# S11 day old Platy fry



## Ajreoandoeka (Aug 11, 2005)

*11 day old Platy fry*

So one of my platys had babies in my breeder trap, so they are safe from the other fish right now. Currently, I have 8 fry, although there may be 2 more hiding somewhere that escaped from my trap. My question is this (and I'm sure you've heard it a thousand times) How long should I wait before releasing them from the breeder's trap? The other fish in the tank are (as listed below) all full grown: Platies, Danios, Cories, a glassfish and a pleco. The pleco is still not that large, he's only about 6 inches long I'd say. 

I don't want to send the babies off to their doom, but they keep trying to escape from the breeding trap, and if they don't escape successfully they get stuck and die anyways.

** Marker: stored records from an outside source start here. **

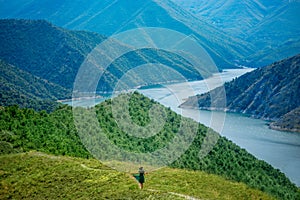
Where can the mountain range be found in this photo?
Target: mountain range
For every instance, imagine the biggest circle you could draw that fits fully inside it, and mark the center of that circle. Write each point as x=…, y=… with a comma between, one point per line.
x=271, y=92
x=51, y=56
x=271, y=26
x=109, y=17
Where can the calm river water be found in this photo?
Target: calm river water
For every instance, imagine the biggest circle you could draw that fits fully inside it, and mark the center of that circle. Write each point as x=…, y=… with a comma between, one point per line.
x=280, y=149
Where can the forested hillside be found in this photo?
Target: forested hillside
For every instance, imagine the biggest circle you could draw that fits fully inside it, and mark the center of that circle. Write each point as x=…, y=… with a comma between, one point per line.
x=268, y=25
x=55, y=133
x=110, y=17
x=269, y=92
x=55, y=55
x=21, y=88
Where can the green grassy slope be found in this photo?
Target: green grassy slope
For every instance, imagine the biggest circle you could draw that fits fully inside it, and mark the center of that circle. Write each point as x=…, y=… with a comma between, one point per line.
x=55, y=133
x=36, y=175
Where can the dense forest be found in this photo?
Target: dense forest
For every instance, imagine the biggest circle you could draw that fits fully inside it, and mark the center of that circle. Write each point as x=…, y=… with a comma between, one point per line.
x=55, y=133
x=51, y=57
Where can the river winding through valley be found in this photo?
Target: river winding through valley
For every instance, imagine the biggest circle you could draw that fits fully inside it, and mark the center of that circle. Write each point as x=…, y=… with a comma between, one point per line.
x=280, y=149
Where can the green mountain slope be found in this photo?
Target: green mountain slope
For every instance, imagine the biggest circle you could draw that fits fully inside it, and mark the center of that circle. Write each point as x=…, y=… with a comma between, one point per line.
x=109, y=17
x=55, y=133
x=268, y=25
x=21, y=88
x=36, y=175
x=269, y=92
x=44, y=50
x=55, y=54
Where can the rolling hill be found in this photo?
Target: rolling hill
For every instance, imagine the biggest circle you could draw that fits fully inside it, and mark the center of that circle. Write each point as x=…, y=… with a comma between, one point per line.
x=54, y=55
x=21, y=88
x=269, y=92
x=109, y=17
x=43, y=176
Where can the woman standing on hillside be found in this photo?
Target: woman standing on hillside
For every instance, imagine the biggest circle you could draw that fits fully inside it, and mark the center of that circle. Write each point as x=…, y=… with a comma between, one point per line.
x=142, y=177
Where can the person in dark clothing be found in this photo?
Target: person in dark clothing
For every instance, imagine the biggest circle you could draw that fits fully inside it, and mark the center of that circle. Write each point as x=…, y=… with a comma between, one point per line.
x=142, y=177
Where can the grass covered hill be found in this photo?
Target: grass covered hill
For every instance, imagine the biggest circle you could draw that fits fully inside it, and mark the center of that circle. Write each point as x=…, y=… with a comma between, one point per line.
x=269, y=92
x=35, y=175
x=23, y=130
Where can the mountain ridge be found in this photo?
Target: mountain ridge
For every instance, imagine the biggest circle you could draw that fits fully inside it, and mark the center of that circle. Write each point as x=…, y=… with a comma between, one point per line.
x=107, y=18
x=269, y=92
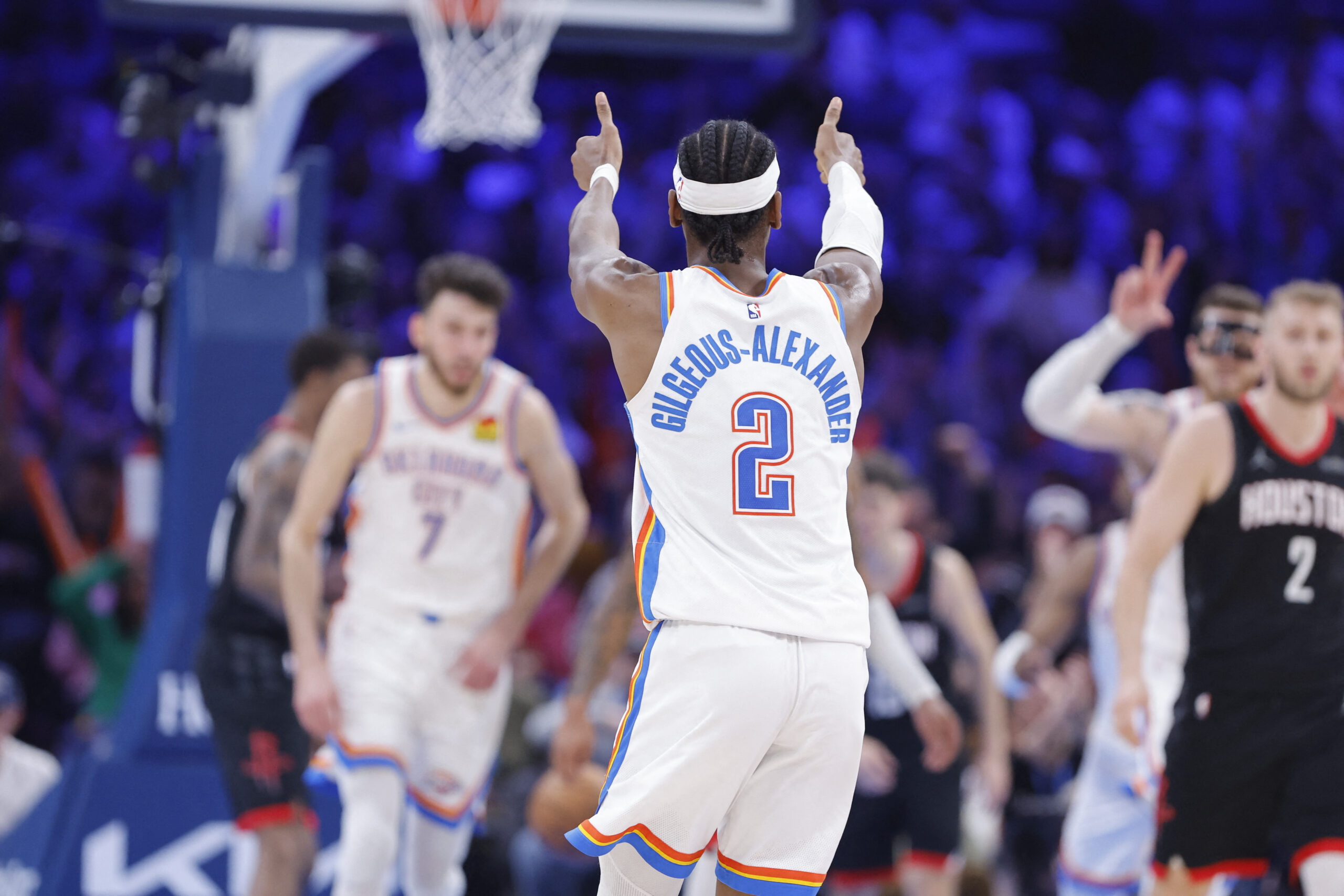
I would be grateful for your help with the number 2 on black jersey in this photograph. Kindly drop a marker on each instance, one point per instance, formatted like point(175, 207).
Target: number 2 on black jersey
point(1301, 551)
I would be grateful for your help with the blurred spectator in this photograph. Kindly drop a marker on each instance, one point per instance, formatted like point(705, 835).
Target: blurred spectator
point(26, 773)
point(1047, 731)
point(105, 602)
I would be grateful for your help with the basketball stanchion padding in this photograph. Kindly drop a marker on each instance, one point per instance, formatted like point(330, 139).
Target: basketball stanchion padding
point(558, 805)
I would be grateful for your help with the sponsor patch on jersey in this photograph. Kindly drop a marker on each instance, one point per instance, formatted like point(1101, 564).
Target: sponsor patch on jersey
point(487, 429)
point(443, 784)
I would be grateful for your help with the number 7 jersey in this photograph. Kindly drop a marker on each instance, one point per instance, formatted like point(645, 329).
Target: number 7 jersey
point(743, 442)
point(440, 508)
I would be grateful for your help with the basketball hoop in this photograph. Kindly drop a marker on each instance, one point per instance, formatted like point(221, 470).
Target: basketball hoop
point(481, 59)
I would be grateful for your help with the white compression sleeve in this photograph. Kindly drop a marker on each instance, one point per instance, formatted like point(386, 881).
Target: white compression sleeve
point(893, 655)
point(1006, 664)
point(1323, 875)
point(1066, 387)
point(853, 220)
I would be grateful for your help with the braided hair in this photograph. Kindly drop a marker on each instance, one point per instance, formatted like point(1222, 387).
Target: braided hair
point(725, 152)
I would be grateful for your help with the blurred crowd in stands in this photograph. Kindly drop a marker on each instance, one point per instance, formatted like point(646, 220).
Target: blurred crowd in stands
point(1018, 150)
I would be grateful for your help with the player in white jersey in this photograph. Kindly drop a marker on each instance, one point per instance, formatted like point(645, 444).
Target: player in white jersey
point(447, 448)
point(742, 386)
point(1109, 832)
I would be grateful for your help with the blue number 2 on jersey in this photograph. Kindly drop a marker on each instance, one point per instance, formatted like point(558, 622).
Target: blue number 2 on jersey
point(756, 491)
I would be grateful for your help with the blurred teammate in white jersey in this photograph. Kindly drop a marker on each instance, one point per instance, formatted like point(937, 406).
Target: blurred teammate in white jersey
point(742, 386)
point(445, 448)
point(1108, 839)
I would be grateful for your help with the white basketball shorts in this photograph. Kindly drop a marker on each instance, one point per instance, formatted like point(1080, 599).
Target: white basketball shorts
point(750, 734)
point(1108, 839)
point(401, 707)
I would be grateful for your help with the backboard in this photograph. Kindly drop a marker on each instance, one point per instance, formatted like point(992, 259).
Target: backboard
point(733, 26)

Thanks in advance for any *positive* help,

Tracy


----------



## Ice Prince (Jun 15, 2007)

you should release them whenever they are big enough to not get eaten. i released some when they were 1 month old, but 2 from the same liter are still too small, almost 2 months later.


----------



## oliesminis (May 7, 2007)

i realeased mine into a seperate tank with 2 cories and 4 guppys after 10 days in a net and there all doing great and growing fine


----------



## Ajreoandoeka (Aug 11, 2005)

Thanks! I think I'll probably wait a little longer before I release them, they aren't too big yet, and the only option for another tank is with the Gourami, which I Know would eat them happily. Thanks again!


----------